Italian film director, screenwriter and producer

Antonio "Tonino" Cervi (4 June 1929 – 1 April 2002) was an Italian film director, screenwriter and producer.

==Life and career==
Born in Rome, Cervi was the son of actor Gino Cervi and father of Antonia Cervi, Antonio Levesi Cervi, Stefano Cervi and actress Valentina Cervi. He made his debut as a film producer in 1952, with La peccatrice dell'isola by Sergio Corbucci; among others, he produced works of Michelangelo Antonioni, Federico Fellini, Bernardo Bertolucci, Mauro Bolognini, Francesco Rosi, Mario Monicelli.
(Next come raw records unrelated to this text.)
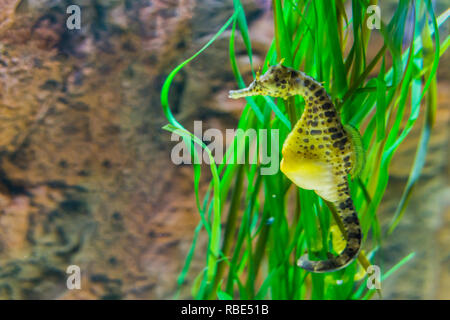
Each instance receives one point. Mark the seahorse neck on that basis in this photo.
(319, 109)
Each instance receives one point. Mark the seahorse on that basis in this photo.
(318, 154)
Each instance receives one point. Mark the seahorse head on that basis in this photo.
(277, 81)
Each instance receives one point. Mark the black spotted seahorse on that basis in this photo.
(318, 153)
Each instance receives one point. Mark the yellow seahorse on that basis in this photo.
(318, 153)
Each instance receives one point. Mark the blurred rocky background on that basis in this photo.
(85, 170)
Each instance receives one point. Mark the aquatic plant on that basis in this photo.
(269, 222)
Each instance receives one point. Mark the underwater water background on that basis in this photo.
(85, 171)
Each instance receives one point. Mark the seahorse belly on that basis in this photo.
(311, 175)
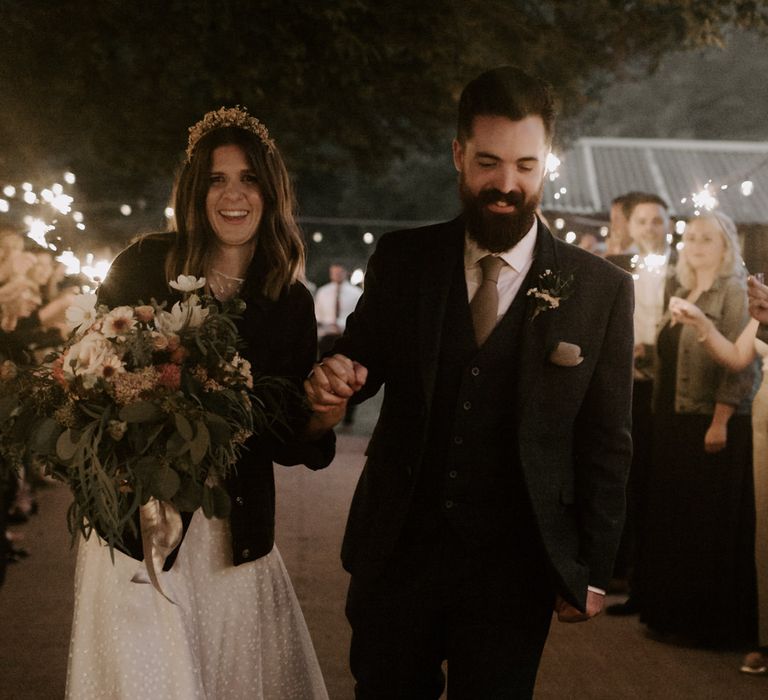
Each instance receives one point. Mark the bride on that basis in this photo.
(234, 628)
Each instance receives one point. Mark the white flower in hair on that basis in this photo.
(187, 283)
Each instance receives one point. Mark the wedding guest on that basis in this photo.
(652, 268)
(334, 302)
(494, 485)
(695, 574)
(237, 629)
(736, 356)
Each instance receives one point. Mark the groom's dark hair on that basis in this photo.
(506, 91)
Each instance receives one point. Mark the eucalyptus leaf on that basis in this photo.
(141, 412)
(67, 444)
(189, 497)
(208, 503)
(44, 437)
(165, 484)
(8, 405)
(176, 445)
(199, 445)
(183, 426)
(218, 428)
(145, 467)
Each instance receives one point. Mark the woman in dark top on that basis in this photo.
(236, 629)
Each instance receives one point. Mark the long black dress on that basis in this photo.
(696, 576)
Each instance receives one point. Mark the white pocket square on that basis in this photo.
(566, 355)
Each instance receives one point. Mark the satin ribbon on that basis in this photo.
(161, 532)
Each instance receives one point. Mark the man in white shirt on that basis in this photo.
(333, 303)
(494, 484)
(648, 225)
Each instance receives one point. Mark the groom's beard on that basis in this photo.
(492, 231)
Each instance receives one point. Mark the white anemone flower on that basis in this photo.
(187, 283)
(186, 314)
(87, 359)
(82, 313)
(118, 322)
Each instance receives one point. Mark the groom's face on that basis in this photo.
(501, 175)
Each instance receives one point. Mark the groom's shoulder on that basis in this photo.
(422, 237)
(595, 270)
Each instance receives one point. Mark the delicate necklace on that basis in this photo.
(224, 286)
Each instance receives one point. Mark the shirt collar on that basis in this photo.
(516, 257)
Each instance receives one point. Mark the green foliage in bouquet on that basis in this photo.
(142, 402)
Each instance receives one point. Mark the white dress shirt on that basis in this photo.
(511, 276)
(518, 261)
(325, 304)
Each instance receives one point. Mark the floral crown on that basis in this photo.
(228, 116)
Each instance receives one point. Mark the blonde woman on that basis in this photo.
(736, 356)
(696, 569)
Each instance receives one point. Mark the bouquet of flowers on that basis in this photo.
(144, 405)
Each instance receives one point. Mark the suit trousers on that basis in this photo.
(486, 611)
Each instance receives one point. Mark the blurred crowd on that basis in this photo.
(690, 561)
(34, 295)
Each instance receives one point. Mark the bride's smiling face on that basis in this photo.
(234, 204)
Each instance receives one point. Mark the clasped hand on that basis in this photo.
(331, 384)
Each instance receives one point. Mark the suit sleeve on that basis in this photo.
(368, 331)
(603, 443)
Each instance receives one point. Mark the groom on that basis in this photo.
(493, 490)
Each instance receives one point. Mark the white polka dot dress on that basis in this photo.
(236, 632)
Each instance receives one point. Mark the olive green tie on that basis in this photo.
(485, 303)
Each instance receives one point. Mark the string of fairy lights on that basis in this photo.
(706, 198)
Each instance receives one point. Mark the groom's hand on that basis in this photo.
(567, 613)
(332, 382)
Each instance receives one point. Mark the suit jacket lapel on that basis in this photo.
(435, 277)
(538, 332)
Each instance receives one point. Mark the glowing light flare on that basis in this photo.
(654, 262)
(551, 165)
(37, 230)
(97, 270)
(70, 262)
(62, 203)
(705, 198)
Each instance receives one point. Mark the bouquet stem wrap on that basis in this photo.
(161, 532)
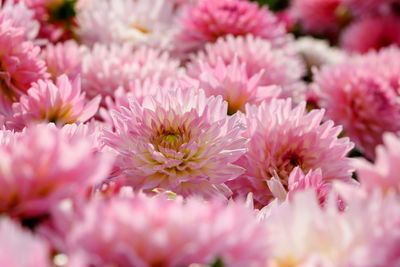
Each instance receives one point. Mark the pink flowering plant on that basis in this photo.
(200, 133)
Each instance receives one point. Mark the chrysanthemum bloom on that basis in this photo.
(320, 16)
(56, 17)
(20, 63)
(232, 82)
(209, 19)
(384, 174)
(41, 166)
(142, 231)
(21, 17)
(20, 248)
(64, 58)
(371, 33)
(140, 22)
(106, 68)
(362, 95)
(178, 140)
(60, 103)
(282, 138)
(281, 65)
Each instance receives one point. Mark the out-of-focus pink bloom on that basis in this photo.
(105, 69)
(371, 33)
(41, 166)
(56, 17)
(362, 95)
(320, 16)
(140, 22)
(280, 66)
(282, 138)
(178, 140)
(384, 175)
(14, 241)
(142, 231)
(20, 16)
(20, 64)
(233, 83)
(60, 103)
(64, 58)
(208, 20)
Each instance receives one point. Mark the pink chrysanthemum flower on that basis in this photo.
(280, 65)
(15, 241)
(233, 83)
(362, 95)
(142, 231)
(178, 140)
(56, 17)
(20, 63)
(319, 16)
(64, 58)
(105, 69)
(139, 22)
(371, 33)
(208, 20)
(384, 175)
(282, 138)
(60, 103)
(21, 17)
(41, 166)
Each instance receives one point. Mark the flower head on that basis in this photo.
(282, 138)
(143, 231)
(178, 140)
(41, 166)
(362, 95)
(60, 103)
(208, 20)
(280, 66)
(232, 82)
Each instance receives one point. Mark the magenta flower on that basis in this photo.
(14, 241)
(60, 103)
(209, 19)
(361, 94)
(280, 66)
(283, 138)
(178, 140)
(41, 166)
(142, 231)
(20, 64)
(371, 33)
(232, 82)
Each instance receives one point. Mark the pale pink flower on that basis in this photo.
(21, 17)
(371, 33)
(280, 66)
(64, 58)
(178, 140)
(140, 22)
(232, 82)
(384, 174)
(282, 138)
(20, 64)
(208, 20)
(20, 248)
(319, 16)
(141, 231)
(106, 68)
(362, 95)
(41, 166)
(60, 103)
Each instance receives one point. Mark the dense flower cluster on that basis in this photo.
(199, 133)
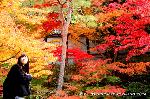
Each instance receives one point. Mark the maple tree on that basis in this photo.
(128, 27)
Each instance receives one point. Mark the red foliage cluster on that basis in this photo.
(63, 95)
(75, 53)
(107, 90)
(44, 5)
(52, 22)
(130, 69)
(91, 71)
(131, 33)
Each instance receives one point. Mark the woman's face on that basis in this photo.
(24, 60)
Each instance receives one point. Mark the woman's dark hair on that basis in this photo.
(26, 66)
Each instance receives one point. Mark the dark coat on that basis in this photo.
(16, 83)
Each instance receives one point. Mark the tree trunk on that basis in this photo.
(65, 25)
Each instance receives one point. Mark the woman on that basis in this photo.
(16, 85)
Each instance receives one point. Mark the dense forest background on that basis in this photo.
(114, 33)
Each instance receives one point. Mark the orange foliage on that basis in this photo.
(92, 71)
(63, 95)
(110, 90)
(131, 68)
(78, 30)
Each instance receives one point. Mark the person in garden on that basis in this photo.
(16, 84)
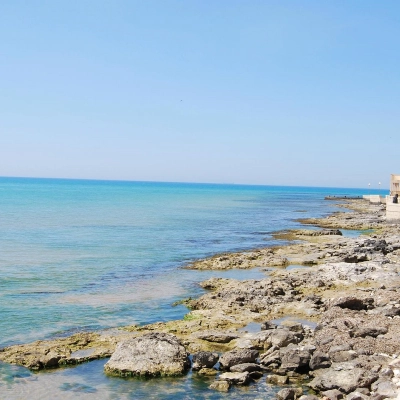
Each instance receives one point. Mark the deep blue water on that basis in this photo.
(78, 254)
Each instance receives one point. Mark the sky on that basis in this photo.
(256, 92)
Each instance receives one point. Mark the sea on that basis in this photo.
(85, 255)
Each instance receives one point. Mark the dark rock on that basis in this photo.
(235, 378)
(350, 302)
(320, 360)
(286, 394)
(221, 386)
(368, 331)
(268, 325)
(246, 367)
(204, 359)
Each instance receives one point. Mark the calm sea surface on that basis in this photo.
(83, 255)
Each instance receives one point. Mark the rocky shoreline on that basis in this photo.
(327, 328)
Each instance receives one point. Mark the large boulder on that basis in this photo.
(153, 354)
(204, 359)
(235, 357)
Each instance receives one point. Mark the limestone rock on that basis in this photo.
(204, 359)
(235, 357)
(152, 354)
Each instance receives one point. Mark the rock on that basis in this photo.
(207, 371)
(204, 359)
(333, 394)
(369, 331)
(386, 389)
(282, 338)
(235, 378)
(308, 397)
(346, 380)
(320, 360)
(216, 336)
(221, 386)
(350, 302)
(152, 354)
(246, 367)
(268, 325)
(357, 396)
(277, 379)
(286, 394)
(295, 359)
(272, 358)
(235, 357)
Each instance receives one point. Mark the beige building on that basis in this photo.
(393, 209)
(394, 184)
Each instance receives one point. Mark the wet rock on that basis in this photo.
(268, 325)
(152, 354)
(221, 386)
(333, 394)
(277, 379)
(216, 336)
(286, 394)
(235, 357)
(368, 331)
(320, 360)
(387, 389)
(357, 396)
(345, 380)
(282, 338)
(204, 359)
(246, 367)
(351, 302)
(295, 359)
(235, 378)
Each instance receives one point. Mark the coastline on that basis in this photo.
(334, 267)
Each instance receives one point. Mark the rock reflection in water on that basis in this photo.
(87, 381)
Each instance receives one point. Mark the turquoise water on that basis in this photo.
(84, 255)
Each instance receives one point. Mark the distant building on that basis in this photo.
(394, 184)
(392, 209)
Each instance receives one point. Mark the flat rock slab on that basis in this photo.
(153, 354)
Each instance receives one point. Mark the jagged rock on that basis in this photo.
(357, 396)
(387, 389)
(277, 379)
(282, 338)
(295, 358)
(333, 394)
(149, 355)
(345, 380)
(235, 357)
(246, 367)
(221, 386)
(351, 302)
(368, 331)
(320, 360)
(268, 325)
(216, 336)
(204, 359)
(235, 378)
(287, 394)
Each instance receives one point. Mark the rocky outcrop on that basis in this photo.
(153, 354)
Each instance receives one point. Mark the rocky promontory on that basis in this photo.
(328, 328)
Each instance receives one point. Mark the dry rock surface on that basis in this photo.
(330, 330)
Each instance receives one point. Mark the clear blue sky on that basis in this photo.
(266, 92)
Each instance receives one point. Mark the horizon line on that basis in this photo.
(184, 182)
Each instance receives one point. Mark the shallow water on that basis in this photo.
(85, 255)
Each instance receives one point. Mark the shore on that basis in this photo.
(326, 316)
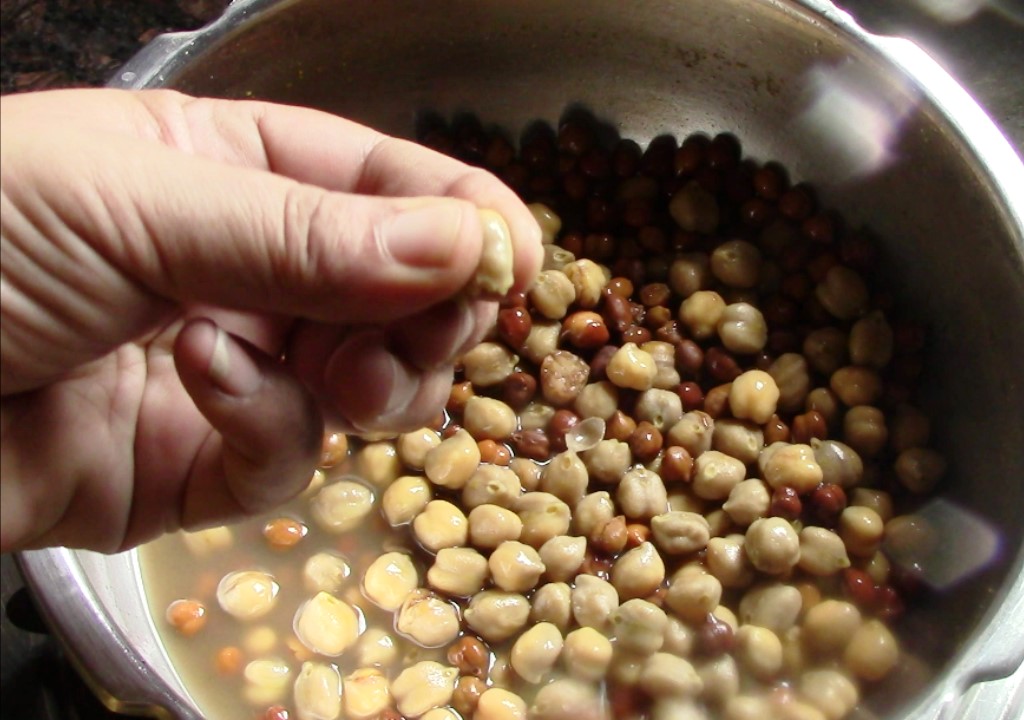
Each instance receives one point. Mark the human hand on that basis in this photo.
(160, 255)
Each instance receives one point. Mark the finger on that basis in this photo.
(368, 387)
(268, 427)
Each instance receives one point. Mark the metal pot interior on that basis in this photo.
(794, 85)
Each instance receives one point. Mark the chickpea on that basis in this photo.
(872, 651)
(742, 329)
(727, 560)
(638, 573)
(497, 616)
(562, 556)
(830, 691)
(492, 484)
(186, 616)
(499, 704)
(748, 502)
(639, 627)
(326, 625)
(666, 674)
(772, 545)
(693, 593)
(829, 625)
(700, 313)
(607, 461)
(594, 600)
(788, 465)
(659, 408)
(864, 430)
(422, 687)
(389, 580)
(536, 651)
(736, 263)
(715, 474)
(565, 477)
(544, 516)
(317, 691)
(552, 603)
(920, 469)
(680, 532)
(378, 463)
(489, 525)
(453, 462)
(427, 620)
(404, 499)
(760, 651)
(341, 506)
(458, 572)
(565, 700)
(441, 524)
(694, 432)
(774, 605)
(861, 530)
(588, 282)
(632, 368)
(247, 594)
(641, 495)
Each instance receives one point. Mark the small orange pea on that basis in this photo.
(284, 533)
(228, 661)
(187, 617)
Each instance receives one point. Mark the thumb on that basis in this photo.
(190, 228)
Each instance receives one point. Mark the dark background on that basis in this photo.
(81, 43)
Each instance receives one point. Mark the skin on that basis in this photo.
(162, 253)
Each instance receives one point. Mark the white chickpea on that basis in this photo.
(389, 579)
(341, 506)
(458, 572)
(594, 600)
(562, 556)
(327, 625)
(748, 502)
(632, 368)
(742, 329)
(515, 566)
(488, 364)
(497, 616)
(772, 545)
(552, 603)
(638, 573)
(453, 462)
(492, 484)
(441, 524)
(700, 313)
(536, 651)
(316, 691)
(427, 620)
(639, 627)
(587, 654)
(413, 447)
(641, 494)
(404, 499)
(565, 477)
(247, 594)
(715, 474)
(680, 532)
(423, 686)
(489, 525)
(499, 704)
(666, 674)
(693, 593)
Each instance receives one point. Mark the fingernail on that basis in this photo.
(424, 236)
(230, 368)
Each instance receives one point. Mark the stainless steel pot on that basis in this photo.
(876, 124)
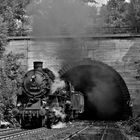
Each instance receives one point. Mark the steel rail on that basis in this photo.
(19, 134)
(9, 130)
(75, 133)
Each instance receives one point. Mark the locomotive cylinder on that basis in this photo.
(38, 65)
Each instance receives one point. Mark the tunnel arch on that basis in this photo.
(112, 84)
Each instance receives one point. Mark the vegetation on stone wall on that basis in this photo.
(14, 16)
(11, 74)
(120, 16)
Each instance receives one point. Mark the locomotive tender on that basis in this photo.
(36, 103)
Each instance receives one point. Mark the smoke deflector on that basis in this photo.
(106, 94)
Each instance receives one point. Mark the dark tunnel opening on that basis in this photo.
(105, 92)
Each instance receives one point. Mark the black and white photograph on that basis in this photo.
(69, 69)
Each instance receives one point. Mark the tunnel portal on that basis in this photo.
(105, 92)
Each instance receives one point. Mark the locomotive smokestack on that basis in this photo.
(38, 65)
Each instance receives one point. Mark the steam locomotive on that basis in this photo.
(38, 107)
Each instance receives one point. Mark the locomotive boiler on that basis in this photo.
(37, 105)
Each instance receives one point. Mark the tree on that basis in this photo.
(3, 36)
(13, 12)
(133, 14)
(10, 80)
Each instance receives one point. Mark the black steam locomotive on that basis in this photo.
(38, 107)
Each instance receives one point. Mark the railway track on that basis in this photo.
(76, 131)
(96, 131)
(16, 134)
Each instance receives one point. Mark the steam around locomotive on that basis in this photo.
(37, 106)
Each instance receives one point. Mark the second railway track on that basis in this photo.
(76, 131)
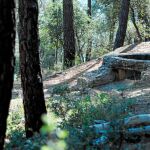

Cervi made his directional debut with the spaghetti Western Today We Kill... Tomorrow We Die! starring Bud Spencer; among his films two box office hits both starring Alberto Sordi, The Miser and Hypochondriac.

Cervi died in Rome of a heart attack on 1 April 2002, at the age of 72.

==Selected filmography==
- As director
- Today We Kill... Tomorrow We Die! (1968)
- Queens of Evil (1970)
- La nottata (1975)
- Nest of Vipers (1978)
- Hypochondriac (1979)
- Il turno (1981)
- Sole nudo (1984)
- The Miser (1990)
- Household Accounts (2003)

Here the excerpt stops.